Must Have Qualifications:

• Bachelor’s Degree in Information Technology, Computer Science, Information Security, or a related field.
• Preferred certifications include CISA, CISSP, CISM, GSEC, BCP, CGRC, or other relevant information security credentials.
• Proven experience in IT compliance, risk management, cybersecurity policy analysis, and audit-related activities.
• Proficient in managing system development processes, end-user computing controls, cloud systems, infrastructure management, and information security practices.
• In-depth knowledge of security and compliance standards such as CIS, NIST, GDPR, GLBA, CCPA, 23 NYCRR 500, IRS 1075, and more.
• Excellent communication skills with the ability to articulate complex concepts effectively.
• Strong analytical and critical thinking abilities.
• Self-directed and capable of independent work while managing multiple concurrent projects.
• Eagerness to learn new technologies and a demonstrated ability to identify potential process improvement opportunities.
• Onsite presence is required.

Ready to join thousands of talented team members who are making the dream of home ownership possible for more Americans?
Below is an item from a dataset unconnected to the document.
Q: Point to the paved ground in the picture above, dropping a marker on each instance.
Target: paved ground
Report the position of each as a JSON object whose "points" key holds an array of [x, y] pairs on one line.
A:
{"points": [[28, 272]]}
It’s all happening on UWM’s campus, where our award-winning workplace packs plenty of perks and amenities that keep the atmosphere buzzing with energy and excitement.

 

It’s no wonder that out of our six pillars, People Are Our Greatest Asset is number one. It’s at the very heart of how we treat each other, our clients and our community. Whether it’s providing elite client service or continuously striving to improve, our pillars provide a pathway to a more successful personal and professional life.

 

From the team member that holds a door open to the one that helps guide your career, you’ll feel the encouragement and support on day one. No matter your race, creed, gender, age, sexual orientation and ethnicity, you’ll be welcomed here. Accepted here. And empowered to Be You Here.

 

More reasons you’ll love working here include:

• Paid Time Off (PTO) after just 30 days
• Additional parental and maternity leave benefits after 12 months
• Adoption reimbursement program
• Paid volunteer hours
• Paid training and career development
• Medical, dental, vision and life insurance
• 401k with employer match
• Mortgage discount and area business discounts
• Free membership to our large, state-of-the-art fitness center, including exercise classes such as yoga and Zumba, various sports leagues and a full-size basketball court
• Wellness area, including an in-house primary-care physician’s office, full-time massage therapist and hair salon 
• Gourmet cafeteria featuring homemade breakfast and lunch
• Convenience store featuring healthy grab-and-go snacks
• In-house Starbucks and Dunkin
• Indoor/outdoor café with Wi-Fi

All the above duties and responsibilities are essential job functions subject to reasonable accommodation and change. All job requirements listed indicate the minimum level of knowledge, skills and/or ability deemed necessary to perform the job proficiently. Team members may be required to perform other or different job-related duties as requested by their team lead, subject to reasonable accommodation. This document does not create an employment contract, implied or otherwise. Employment with UWM is "at-will." UWM is an Equal Opportunity Employer. By selecting “Apply for this job online” you provide consent to UWM to record phone call conversations between you and UWM to be used for quality control purposes.